Ich glaube, das wäre anders gelaufen, wenn es da mehr Kenntnis gäbe und mehr Miteinander: Wenn sie mal mit uns und auch mal miteinander geredet hätten, die Ärzte, der SPDi, der KJPD, die Familienhilfe, das Jugendamt, das Gericht, der Krisendienst, deine Betreuer und wer da noch so alles um uns herum gespukt ist.

Mein Therapeut meinte damals zu mir, nachdem er sich das eine ganze lange Weile angehört hatte: Eigentlich sind die doch irre, nicht ihr. Da hat er recht.

Deine Krankheit hab ich immer eher als eine Art Naturkatastrophe wahrgenommen, schön war das nicht, aber was die vermeintlich Kompetenten da angerichtet haben, geht auf keine Kuhhaut und wirkt noch viel länger nach.

Es gab zwischendurch auch Lichtblicke und verständige Leute, beim ApK z.B., bei einer Klinikärztin und bei meiner Trauerbegleitung vom Krisendienst.

Und Du und ich – wir haben uns immer wieder gefunden – und sind zusammengeblieben. Als Du dann am Ende warst, war ich auch längst am Ende. Es war so ausweglos, ich wollte Deinen Schüben nicht ausgeliefert sein, und war doch fest eingebaut in Dein Wahnsystem.

Ich denke oft an unsere guten Zeiten, unsere tiefe Liebe, unseren Spaß, Dein Lachen, Deine Musik, die Cartoons die ich für Dich gemacht habe, unsere süßen und total fitten Kinder, Deine Stimme, Deine wuscheligen Haare, Deine Klugheit, Deine Schönheit, selbst wenn Du mal scheiße aussahst, unsere Ideen, Deine sehr besondere Art, die mir so fehlt, weil sie so einzigartig war.

Es war gut, dass Du Dich so innig und liebevoll von mir verabschiedet hast. So wirr, wie Du da schon wieder warst, die Einschläge kamen dichter…

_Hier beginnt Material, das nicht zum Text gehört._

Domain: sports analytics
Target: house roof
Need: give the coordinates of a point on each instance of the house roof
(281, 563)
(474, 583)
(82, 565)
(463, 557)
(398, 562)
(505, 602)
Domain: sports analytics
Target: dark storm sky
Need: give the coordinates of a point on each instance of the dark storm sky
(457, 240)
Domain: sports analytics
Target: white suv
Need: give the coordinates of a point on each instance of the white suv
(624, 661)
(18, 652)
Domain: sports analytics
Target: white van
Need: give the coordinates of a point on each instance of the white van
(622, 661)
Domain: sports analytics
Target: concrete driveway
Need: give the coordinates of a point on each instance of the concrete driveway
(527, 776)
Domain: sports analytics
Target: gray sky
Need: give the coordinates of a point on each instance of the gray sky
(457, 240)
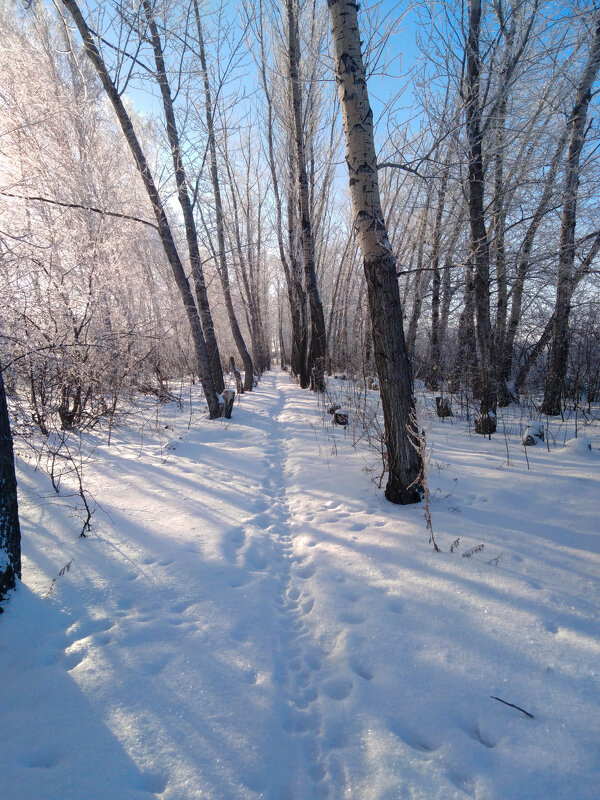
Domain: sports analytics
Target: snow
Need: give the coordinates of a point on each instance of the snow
(250, 618)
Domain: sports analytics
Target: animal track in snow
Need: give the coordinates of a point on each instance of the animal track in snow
(338, 688)
(361, 669)
(351, 618)
(153, 782)
(477, 735)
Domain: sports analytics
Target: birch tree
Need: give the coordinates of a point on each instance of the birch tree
(565, 277)
(10, 534)
(205, 367)
(391, 359)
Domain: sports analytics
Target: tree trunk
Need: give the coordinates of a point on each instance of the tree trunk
(553, 390)
(295, 290)
(480, 249)
(185, 203)
(214, 175)
(317, 348)
(10, 534)
(433, 367)
(391, 359)
(166, 236)
(508, 345)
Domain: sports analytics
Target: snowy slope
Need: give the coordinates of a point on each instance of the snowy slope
(251, 619)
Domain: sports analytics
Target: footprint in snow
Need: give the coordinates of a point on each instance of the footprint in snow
(338, 688)
(351, 618)
(361, 669)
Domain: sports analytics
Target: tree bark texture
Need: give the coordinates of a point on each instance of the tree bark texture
(555, 379)
(480, 248)
(185, 203)
(391, 359)
(219, 216)
(10, 534)
(317, 347)
(164, 230)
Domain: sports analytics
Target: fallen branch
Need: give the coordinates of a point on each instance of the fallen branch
(512, 705)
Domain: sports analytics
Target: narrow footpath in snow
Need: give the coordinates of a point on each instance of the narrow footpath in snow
(249, 618)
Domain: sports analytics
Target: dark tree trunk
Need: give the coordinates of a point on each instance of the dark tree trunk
(480, 248)
(10, 534)
(391, 359)
(555, 380)
(317, 347)
(185, 204)
(214, 175)
(164, 230)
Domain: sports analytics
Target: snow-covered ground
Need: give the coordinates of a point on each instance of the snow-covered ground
(249, 618)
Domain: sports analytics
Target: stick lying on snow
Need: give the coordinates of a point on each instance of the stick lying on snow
(512, 705)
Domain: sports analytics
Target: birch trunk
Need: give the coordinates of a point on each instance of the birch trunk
(317, 349)
(10, 535)
(480, 248)
(553, 390)
(214, 176)
(391, 359)
(165, 233)
(295, 294)
(185, 203)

Ich hab es gespürt, als Du gestorben bist. Ich hatte nicht damit gerechnet. Ob Du nicht mehr wolltest, konntest, nicht schon wieder Wahn, nicht schon wieder Klinik, obs die viel zu hoch dosierten Neuroleptika waren…

Es ist wie es ist. Jetzt bist Du auf Sirius und bei Frank Zappa und wir hier unten, die Welt dreht sich und wir kommen grad noch nicht so recht hinterher.

Schick mal was von Deiner Kraft und Wildheit zu uns runter, wir könnens brauchen! In Liebe, für immer,

Deine N.

von MataHari

Diese Geschichte wurde uns im Rahmen der bundesweiten Aktion „Angehörige machen Geschichte(n)“ zugesandt.